The whole point of having a topology representation is to assign the phyindex
field in :c:type:`struct phy_device <phy_device>`. This index is reported to
userspace using the ``ETHTOOL_MSG_PHY_GET`` ethtnl command. Performing a DUMP operation
will result in all PHYs from all net_device being listed.
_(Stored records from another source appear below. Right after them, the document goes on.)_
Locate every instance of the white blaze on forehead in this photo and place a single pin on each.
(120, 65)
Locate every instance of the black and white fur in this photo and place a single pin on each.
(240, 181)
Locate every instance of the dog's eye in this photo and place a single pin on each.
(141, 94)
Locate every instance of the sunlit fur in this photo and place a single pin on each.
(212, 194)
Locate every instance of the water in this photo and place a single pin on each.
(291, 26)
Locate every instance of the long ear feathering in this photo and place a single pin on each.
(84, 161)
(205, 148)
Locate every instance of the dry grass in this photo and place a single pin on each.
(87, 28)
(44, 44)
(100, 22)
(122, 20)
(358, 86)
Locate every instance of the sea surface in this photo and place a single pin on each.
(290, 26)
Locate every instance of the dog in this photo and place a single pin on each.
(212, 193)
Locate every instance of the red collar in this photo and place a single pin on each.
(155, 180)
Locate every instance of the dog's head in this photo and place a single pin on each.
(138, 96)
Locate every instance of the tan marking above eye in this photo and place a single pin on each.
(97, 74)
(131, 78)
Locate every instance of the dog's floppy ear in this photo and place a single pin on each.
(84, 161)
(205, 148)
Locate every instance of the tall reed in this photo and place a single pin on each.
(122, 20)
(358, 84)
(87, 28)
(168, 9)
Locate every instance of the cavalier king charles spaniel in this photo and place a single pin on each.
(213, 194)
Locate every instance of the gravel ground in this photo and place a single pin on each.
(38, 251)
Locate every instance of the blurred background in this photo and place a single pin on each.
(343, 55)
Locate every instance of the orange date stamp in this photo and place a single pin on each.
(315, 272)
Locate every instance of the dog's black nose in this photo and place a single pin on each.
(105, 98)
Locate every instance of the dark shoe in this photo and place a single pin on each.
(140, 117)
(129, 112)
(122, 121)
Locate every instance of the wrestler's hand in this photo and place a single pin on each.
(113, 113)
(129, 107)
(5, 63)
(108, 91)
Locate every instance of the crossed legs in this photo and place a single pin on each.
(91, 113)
The DUMP command
accepts either a ``ETHTOOL_A_HEADER_DEV_INDEX`` or ``ETHTOOL_A_HEADER_DEV_NAME``
to be passed in the request to filter the DUMP to a single net_device.
The retrieved index can then be passed as a request parameter using the
``ETHTOOL_A_HEADER_PHY_INDEX`` field in the following ethnl commands :
* ``ETHTOOL_MSG_STRSET_GET`` to get the stats string set from a given PHY
* ``ETHTOOL_MSG_CABLE_TEST_ACT`` and ``ETHTOOL_MSG_CABLE_TEST_ACT``, to perform
cable testing on a given PHY on the link (most likely the outermost PHY)
* ``ETHTOOL_MSG_PSE_SET`` and ``ETHTOOL_MSG_PSE_GET`` for PHY-controlled PoE and PSE settings
* ``ETHTOOL_MSG_PLCA_GET_CFG``, ``ETHTOOL_MSG_PLCA_SET_CFG`` and ``ETHTOOL_MSG_PLCA_GET_STATUS``
to set the PLCA (Physical Layer Collision Avoidance) parameters
Note that the PHY index can be passed to other requests, which will silently
ignore it if present and irrelevant.